When using the IQR to remove outliers you remove all points that lie outside the range defined by the quartiles `+/- 1.5 * IQR`

. For example, consider the following calculations.

```
quartile_1 = 0.45
quartile_3 = 0.55
IQR = 0.1
lower_bound = 0.45 - 1.5 * 0.1 = 0.3
upper_bound = 0.55 + 1.5 * 0.1 = 0.7
```

The following code shows an example of using IQR to identify and remove outliers.

```
import numpy as np
np.random.seed(0)
random_data = np.random.standard_normal(100000)
q3, q1 = np.percentile(random_data, [75, 25])
print(q3, q1)
print(len(random_data))
IQR = q3 - q1
print(IQR)
upper_bound = q3 + 1.5 * IQR
lower_bound = q1 - 1.5 * IQR
print(upper_bound)
print(lower_bound)
random_data = random_data[random_data < upper_bound]
random_data = random_data[random_data > lower_bound]
print(len(random_data))
```

Which returns the following outputs:

```
0.6734387006684548 -0.6686416961814367
100000
1.3420803968498913
2.686559295943292
-2.6817622914562738
99249
```

The code rejecting outliers using IQR has is different from the prior example code in the following ways:

- Creates an array of 100,000 values using a standard normal distribution.
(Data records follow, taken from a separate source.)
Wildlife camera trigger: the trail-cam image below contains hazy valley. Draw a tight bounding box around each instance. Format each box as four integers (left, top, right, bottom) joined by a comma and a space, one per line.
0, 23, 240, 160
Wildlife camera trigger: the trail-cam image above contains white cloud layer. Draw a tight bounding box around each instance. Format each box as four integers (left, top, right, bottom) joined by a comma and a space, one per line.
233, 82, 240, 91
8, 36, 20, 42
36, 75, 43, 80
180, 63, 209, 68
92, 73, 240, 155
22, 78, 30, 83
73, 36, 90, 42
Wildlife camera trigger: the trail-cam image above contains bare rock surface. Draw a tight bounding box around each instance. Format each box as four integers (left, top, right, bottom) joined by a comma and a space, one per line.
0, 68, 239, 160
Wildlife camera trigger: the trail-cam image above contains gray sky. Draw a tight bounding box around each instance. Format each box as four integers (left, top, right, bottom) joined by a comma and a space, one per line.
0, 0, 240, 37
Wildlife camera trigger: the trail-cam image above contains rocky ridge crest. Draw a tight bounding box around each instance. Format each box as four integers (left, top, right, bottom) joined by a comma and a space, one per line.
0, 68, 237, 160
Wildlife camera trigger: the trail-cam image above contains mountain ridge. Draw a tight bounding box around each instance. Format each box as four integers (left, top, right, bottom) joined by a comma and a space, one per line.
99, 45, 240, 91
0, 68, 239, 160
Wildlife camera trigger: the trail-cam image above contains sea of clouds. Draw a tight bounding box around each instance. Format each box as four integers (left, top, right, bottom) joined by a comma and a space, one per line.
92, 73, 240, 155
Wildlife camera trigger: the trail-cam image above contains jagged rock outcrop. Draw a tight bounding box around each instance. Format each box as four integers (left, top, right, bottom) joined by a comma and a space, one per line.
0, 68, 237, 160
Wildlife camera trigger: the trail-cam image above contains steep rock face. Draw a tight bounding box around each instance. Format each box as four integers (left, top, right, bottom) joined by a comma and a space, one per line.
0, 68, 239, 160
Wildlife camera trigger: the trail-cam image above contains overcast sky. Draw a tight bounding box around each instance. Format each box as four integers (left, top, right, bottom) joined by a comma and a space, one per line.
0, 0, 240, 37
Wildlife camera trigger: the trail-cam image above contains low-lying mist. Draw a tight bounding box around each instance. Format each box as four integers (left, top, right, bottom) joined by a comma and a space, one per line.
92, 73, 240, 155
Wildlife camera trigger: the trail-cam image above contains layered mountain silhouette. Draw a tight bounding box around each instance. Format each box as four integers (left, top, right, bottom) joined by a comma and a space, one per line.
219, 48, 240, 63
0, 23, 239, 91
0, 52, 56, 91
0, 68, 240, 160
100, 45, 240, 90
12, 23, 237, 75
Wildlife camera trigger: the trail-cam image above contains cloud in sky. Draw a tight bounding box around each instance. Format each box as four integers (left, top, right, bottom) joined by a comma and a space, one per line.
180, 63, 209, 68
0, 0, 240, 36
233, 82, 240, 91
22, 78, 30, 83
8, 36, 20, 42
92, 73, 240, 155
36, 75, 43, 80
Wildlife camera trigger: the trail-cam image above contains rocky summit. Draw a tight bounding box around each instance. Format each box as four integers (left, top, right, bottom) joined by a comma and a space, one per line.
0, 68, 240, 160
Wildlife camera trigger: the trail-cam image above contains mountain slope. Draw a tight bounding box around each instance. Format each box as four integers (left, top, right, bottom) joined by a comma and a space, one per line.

I made this change to ensure that the data set would include some outliers as defined by IQR.
- The percentiles have been changed from 95 and five to 75 and 25. This change calculates the values of the quartiles instead of the more extreme percentiles.
`p95`

and`p5`

have been renamed to`q3`

and`q1`

, indicating that they’re no longer tracking the ninety-fifth and fifth percentiles, but are instead tracking the first and third quartiles.- The
**IQR**is calculated by subtracting`q1`

from`q3`

, and printed so you can see the calculated**IQR**. - The code calculates the upper and lower bounds as
`1.5 * IQR`

beyond the first and third quartiles, then prints those bounds. - The code then limits
`random_data`

to all points within the upper and lower bounds as defined using this method, instead of as defined using the ninety-fifth and fifth percentiles.

The outputs show that the code follows the same processes with the new requirements. It prints that the third quartile is at approximately`0.68`

, and the first quartile is at approximately `-0.67`

. Given that NumPy’s `standard_normal`

function uses a standard deviation of `1`

, these numbers are almost exactly as expected. The code then prints that the total data set holds 100,000 points. The **IQR** is identified at `1.34`

, which leads to upper and lower bounds of `2.69`

and `-2.68`

. Filtering the code to only values within those two thresholds yields a data set of 99,249 points, indicating that 751 were outside of that range and removed.

And that’s how you do it! You can now think about how to identify outliers through both a practical and statistical approach, how to write generic code to remove outliers and how to evaluate your data set using the common interquartile range metric.